Login

Join for Free!
16742 members
table of contents table of contents

Alternative structural models determined experimentally are available for an increasing number of …


Biology Articles » Bioinformatics » Conformational analysis of alternative protein structures » Methods

Methods
- Conformational analysis of alternative protein structures

 

First the criteria for selecting the structural data used in the analysis are described. Then we explain the alignment procedure, and review the clustering method.
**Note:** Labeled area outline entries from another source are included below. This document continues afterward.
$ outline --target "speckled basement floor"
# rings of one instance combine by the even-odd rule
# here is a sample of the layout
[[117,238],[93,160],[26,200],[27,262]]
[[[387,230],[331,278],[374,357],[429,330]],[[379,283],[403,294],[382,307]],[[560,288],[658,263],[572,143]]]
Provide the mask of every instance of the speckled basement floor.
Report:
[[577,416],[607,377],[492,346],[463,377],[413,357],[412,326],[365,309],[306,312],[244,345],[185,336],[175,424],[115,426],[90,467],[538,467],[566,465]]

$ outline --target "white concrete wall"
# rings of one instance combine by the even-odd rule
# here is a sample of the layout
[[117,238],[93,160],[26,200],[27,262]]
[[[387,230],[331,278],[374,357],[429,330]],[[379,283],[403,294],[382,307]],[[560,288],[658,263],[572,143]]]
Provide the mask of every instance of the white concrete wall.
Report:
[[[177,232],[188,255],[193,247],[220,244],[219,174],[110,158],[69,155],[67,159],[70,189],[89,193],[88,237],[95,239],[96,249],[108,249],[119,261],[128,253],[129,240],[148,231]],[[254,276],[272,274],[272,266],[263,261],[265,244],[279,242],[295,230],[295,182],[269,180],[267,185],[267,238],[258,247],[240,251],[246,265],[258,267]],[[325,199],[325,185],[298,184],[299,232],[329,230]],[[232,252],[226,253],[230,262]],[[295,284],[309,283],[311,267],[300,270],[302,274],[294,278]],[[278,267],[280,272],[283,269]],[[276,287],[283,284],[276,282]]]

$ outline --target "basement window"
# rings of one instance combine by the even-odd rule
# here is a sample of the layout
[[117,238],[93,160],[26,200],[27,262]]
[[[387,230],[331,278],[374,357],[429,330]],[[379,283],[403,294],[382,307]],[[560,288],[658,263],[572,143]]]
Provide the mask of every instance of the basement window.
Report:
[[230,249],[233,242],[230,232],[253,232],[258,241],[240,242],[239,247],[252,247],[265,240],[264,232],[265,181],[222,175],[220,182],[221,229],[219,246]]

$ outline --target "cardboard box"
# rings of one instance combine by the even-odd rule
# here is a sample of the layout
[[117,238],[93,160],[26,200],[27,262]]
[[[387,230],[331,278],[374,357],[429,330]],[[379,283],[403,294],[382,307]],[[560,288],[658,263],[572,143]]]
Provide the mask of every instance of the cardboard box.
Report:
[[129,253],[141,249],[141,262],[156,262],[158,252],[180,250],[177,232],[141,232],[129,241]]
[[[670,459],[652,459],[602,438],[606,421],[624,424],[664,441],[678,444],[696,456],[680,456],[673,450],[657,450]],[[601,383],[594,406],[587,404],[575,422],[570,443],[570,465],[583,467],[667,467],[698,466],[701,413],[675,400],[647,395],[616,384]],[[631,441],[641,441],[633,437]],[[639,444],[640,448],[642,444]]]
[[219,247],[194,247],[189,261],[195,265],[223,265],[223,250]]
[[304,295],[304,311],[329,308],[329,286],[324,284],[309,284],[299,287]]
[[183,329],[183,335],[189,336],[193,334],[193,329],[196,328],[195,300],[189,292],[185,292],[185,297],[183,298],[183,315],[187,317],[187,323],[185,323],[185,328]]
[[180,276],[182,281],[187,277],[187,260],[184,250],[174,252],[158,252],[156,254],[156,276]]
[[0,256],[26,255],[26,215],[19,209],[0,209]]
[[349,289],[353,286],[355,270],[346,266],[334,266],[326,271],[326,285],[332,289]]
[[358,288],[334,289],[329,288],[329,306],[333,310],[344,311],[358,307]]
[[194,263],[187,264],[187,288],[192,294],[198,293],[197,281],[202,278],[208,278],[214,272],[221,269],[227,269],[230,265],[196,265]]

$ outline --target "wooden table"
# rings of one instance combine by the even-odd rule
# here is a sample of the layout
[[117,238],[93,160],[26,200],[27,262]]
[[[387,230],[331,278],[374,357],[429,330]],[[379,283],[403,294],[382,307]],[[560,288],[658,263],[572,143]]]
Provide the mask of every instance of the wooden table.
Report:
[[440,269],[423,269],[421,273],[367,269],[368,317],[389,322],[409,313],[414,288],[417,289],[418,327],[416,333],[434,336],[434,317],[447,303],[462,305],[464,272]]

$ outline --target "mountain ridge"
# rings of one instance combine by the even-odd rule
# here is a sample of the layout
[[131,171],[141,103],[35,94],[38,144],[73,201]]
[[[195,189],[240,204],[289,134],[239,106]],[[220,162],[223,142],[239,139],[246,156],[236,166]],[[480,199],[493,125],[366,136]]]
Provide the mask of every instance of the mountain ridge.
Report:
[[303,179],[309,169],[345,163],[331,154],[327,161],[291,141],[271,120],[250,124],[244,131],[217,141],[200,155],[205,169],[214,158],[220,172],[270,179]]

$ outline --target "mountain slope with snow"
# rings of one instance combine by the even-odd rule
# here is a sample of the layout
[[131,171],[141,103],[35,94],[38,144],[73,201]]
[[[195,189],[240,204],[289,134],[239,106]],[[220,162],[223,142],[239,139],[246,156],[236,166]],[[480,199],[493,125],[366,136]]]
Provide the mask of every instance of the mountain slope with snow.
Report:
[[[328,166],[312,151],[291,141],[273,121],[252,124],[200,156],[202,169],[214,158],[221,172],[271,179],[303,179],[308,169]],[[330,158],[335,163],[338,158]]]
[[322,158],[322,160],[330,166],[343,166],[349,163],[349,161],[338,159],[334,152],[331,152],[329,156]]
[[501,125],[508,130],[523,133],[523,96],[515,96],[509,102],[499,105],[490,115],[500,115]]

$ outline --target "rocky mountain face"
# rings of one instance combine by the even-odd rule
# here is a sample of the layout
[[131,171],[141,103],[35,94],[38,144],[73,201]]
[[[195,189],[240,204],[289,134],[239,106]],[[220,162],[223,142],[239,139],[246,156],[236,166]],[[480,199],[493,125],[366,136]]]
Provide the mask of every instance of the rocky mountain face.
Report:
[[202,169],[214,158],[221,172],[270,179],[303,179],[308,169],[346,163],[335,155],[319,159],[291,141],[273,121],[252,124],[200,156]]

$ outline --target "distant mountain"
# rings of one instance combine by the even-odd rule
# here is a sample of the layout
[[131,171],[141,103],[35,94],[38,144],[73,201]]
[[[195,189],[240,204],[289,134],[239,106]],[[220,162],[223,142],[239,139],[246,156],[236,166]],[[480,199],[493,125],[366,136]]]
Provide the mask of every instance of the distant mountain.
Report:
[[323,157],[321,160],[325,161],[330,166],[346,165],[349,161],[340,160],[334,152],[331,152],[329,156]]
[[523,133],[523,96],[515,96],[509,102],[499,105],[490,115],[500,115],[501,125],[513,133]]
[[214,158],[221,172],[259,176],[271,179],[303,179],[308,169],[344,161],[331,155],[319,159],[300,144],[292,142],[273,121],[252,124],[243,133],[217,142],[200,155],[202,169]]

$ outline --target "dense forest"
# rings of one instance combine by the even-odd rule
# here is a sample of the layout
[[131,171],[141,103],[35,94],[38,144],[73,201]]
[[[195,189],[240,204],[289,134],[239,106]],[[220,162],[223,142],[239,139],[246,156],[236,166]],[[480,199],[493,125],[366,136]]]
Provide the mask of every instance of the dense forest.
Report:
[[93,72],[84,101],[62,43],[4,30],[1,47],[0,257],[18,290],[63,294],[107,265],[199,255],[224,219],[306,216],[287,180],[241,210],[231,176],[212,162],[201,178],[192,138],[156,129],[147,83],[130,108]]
Finally, we describe the different approaches for characterizing backbone and side-chain conformations: analysis of variation, comparison of subsets and identification of invariant and variable regions. The C{alpha} atom coordinates are used to analyse backbone conformations, alternatively the coordinates of the side-chain atoms are used for more detailed analysis of the side-chain conformations.

2.1 Structural data
Structural models were obtained from ASTRAL SCOP 1.71 (Chandonia et al., 2004), which correspond to the SCOP 1.71 (Andreeva et al., 2004) domain definitions. Each set contains the structural models (entries) classified in the same SCOP species level. There are 75 930 SCOP models in total. The analysis was restricted to sets with two or more entries, but with fewer than 60 entries. It was also restricted to the first seven SCOP classes: all alpha, all beta, alpha and beta (a/b), alpha plus beta (a + b), multi-domain, membrane and cell surface and small proteins. Four classes were excluded: coiled-coil proteins, low-resolution protein structures, peptides and designed proteins. Only entries for which a diffraction-component precision index value could be computed (see below) and which could be aligned were used in the analysis. In total 36 634 SCOP models were used, divided in 5837 sets.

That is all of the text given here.